It has been said that ‘The Iliad’ used to be known as “The Wrath of Achilles.” Indeed, much of the story revolves around Achilles abstaining from battle, then becoming so enraged at his young servant Patroclus’ death at the hands of Hector that he reentered the fray, slew Hector thereby providing the missing link that would eventually end the war and allow for the sacking of Troy.
“The Odyssey” may, in turn, be known as ‘The Wrath of Poseidon,” since his vengeance, like that of Achilles, is indispensable to the narrative. Poseidon, who initially supported the Greek’s assault, ultimately resented their demise. They were great and adeptly skilled with horses, a prized quality in Poseidon’s book. Hector himself, Troy’s greatest warrior, is constantly referred to as “breaker of horses.” Yet Odysseus, on his voyage home, infuriates Poseidon for blinding his son, a Cyclops. At every turn he hounds Odysseus. He wrecks his ships, drowns his men, and unyieldingly confounds all of our hero’s plans.

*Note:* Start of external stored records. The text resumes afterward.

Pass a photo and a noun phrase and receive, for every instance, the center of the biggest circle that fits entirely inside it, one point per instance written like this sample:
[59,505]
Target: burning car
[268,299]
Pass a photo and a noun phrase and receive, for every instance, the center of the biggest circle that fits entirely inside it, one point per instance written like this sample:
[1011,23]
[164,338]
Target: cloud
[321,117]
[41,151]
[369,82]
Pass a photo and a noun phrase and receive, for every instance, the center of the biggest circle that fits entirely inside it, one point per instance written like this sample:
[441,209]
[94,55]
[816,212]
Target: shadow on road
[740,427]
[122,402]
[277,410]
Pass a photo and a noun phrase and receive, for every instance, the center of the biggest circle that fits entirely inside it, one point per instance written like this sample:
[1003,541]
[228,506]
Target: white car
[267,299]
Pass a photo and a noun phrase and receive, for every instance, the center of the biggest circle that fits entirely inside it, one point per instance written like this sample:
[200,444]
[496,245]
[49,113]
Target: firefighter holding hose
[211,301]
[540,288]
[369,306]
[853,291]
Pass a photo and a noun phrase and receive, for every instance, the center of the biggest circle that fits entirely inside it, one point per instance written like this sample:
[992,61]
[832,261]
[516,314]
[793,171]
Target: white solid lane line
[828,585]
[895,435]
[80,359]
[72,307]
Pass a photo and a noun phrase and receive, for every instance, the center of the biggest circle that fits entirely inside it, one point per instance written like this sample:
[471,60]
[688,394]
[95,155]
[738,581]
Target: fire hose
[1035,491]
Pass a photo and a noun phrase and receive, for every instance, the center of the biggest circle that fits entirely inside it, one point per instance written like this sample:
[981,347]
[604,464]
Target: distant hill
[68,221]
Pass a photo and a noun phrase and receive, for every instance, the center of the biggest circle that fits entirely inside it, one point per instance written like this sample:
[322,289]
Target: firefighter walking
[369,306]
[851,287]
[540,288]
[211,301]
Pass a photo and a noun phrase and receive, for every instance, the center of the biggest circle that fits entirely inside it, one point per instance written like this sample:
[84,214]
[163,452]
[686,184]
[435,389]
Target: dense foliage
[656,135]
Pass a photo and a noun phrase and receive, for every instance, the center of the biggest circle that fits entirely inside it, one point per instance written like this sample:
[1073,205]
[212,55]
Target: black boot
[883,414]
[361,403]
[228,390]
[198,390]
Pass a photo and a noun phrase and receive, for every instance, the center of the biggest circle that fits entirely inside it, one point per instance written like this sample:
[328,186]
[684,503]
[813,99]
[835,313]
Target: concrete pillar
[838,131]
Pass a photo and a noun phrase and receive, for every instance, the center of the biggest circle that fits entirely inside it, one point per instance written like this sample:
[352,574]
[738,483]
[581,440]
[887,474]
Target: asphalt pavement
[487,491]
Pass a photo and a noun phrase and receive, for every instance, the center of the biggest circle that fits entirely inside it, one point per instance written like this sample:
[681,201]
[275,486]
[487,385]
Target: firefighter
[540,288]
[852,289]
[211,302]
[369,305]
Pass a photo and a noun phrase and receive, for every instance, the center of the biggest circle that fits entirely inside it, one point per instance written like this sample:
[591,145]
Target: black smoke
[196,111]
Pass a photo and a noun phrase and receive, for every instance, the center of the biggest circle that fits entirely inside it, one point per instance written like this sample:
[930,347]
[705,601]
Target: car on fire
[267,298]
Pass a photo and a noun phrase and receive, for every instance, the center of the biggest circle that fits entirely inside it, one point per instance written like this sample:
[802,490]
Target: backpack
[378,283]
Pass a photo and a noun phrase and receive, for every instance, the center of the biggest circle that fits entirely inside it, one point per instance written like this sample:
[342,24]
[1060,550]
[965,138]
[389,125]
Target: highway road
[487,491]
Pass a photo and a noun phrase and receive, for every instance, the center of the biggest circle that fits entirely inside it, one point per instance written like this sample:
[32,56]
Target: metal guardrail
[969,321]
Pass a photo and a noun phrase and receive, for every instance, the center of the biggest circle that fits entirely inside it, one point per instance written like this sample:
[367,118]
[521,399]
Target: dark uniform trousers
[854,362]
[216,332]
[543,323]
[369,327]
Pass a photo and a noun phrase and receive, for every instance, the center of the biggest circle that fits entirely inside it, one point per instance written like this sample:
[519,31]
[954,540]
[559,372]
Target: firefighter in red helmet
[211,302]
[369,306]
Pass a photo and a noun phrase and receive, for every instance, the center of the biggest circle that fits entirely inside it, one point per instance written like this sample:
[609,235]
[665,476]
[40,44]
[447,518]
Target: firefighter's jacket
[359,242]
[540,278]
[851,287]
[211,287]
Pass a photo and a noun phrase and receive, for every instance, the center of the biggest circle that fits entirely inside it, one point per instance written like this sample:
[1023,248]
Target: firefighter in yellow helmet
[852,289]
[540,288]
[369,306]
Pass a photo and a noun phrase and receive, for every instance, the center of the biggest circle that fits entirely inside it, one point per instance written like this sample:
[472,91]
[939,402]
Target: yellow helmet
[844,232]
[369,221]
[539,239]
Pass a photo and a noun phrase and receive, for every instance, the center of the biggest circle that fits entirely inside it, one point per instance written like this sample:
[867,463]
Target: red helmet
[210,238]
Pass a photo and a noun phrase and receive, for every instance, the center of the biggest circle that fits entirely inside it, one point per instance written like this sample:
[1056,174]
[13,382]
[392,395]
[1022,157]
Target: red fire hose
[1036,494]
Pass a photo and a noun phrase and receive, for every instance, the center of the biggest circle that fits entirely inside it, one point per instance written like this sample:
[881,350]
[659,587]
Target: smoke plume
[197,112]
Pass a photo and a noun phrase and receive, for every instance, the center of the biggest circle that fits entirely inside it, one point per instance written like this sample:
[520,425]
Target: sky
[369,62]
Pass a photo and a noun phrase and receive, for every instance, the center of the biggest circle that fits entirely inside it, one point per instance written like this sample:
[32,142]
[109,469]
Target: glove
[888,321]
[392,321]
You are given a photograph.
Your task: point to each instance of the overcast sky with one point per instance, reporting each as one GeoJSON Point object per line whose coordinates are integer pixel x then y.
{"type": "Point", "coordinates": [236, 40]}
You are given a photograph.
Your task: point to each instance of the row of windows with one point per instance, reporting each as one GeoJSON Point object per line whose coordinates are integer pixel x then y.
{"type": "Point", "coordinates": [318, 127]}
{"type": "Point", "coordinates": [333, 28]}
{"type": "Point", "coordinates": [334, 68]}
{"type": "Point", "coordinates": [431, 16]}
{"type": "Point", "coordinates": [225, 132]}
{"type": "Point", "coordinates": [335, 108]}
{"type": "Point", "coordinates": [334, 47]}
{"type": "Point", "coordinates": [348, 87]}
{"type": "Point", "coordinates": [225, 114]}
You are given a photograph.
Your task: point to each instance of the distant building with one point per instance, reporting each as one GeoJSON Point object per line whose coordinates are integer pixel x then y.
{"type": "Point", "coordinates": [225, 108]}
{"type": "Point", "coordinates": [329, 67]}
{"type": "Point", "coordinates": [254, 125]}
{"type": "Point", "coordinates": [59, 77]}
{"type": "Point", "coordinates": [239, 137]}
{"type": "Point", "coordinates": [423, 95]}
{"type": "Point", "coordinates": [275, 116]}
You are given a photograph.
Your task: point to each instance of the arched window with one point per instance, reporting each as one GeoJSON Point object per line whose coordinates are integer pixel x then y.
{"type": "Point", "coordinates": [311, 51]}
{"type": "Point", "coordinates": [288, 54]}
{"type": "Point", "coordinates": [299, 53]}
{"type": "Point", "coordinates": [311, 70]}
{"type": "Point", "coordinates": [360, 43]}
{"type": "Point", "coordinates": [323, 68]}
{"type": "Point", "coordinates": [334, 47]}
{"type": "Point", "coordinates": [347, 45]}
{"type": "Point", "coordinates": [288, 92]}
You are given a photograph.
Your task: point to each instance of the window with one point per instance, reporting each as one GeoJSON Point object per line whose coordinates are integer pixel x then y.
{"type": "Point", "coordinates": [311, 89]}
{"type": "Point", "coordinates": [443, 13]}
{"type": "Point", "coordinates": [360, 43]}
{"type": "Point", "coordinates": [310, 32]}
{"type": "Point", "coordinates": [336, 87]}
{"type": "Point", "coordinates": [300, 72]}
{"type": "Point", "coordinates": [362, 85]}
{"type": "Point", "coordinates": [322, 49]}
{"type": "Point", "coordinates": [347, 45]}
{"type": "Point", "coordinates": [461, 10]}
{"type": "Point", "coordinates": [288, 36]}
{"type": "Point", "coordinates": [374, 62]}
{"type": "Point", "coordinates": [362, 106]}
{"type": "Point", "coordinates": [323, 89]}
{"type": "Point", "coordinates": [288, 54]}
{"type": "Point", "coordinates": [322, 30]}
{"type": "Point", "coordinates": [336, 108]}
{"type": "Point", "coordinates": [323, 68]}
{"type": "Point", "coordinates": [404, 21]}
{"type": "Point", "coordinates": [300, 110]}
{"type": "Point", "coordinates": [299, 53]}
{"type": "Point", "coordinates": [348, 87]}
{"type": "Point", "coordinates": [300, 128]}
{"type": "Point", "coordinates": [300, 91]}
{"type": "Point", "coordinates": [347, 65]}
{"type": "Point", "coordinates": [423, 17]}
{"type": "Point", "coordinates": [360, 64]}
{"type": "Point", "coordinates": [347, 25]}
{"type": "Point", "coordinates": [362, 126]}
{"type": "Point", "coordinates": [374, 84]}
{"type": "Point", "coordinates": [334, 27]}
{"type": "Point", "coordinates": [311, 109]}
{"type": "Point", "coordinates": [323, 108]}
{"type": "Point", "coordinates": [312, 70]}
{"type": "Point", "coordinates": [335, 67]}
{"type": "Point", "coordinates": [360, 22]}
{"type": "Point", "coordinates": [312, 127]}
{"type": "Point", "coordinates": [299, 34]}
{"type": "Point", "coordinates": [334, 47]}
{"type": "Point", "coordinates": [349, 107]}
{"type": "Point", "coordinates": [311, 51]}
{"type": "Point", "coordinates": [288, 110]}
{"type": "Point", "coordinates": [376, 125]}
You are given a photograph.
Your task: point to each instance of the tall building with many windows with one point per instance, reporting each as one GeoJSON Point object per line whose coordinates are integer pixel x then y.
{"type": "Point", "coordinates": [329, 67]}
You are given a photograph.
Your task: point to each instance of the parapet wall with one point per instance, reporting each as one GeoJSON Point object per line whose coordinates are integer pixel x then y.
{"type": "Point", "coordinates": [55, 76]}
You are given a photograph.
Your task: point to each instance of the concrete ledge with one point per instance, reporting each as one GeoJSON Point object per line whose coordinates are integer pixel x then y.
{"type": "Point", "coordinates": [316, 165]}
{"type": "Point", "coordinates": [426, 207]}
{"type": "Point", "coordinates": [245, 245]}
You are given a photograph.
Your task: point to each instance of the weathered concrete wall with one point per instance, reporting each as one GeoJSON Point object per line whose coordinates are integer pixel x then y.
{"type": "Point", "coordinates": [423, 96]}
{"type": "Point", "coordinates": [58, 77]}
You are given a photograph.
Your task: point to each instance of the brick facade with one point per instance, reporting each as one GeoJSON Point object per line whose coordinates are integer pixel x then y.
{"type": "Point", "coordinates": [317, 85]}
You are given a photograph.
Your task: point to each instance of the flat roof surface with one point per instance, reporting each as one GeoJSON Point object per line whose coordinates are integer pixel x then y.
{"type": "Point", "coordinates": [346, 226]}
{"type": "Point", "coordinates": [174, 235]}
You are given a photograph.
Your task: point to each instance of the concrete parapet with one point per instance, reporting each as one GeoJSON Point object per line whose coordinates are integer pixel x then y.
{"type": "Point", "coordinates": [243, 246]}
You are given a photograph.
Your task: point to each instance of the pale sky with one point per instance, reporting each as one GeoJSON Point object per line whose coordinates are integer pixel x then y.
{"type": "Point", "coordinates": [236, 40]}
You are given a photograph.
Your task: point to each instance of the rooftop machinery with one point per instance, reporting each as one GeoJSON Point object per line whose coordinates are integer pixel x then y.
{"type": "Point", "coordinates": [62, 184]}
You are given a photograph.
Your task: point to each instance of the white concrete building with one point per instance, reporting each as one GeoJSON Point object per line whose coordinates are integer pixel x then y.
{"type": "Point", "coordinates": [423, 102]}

The myths about Poseidon, like all the Greek myths, have their greatest value in the powerful Greek literature we still have today. So though we may find Poseidon a little to human, a little to peevish and quarrelsome, and maybe even fanatically homocidal, he play an integral part in one of the greatest story ever told. Without him, Odysseus would have returned home in a few days.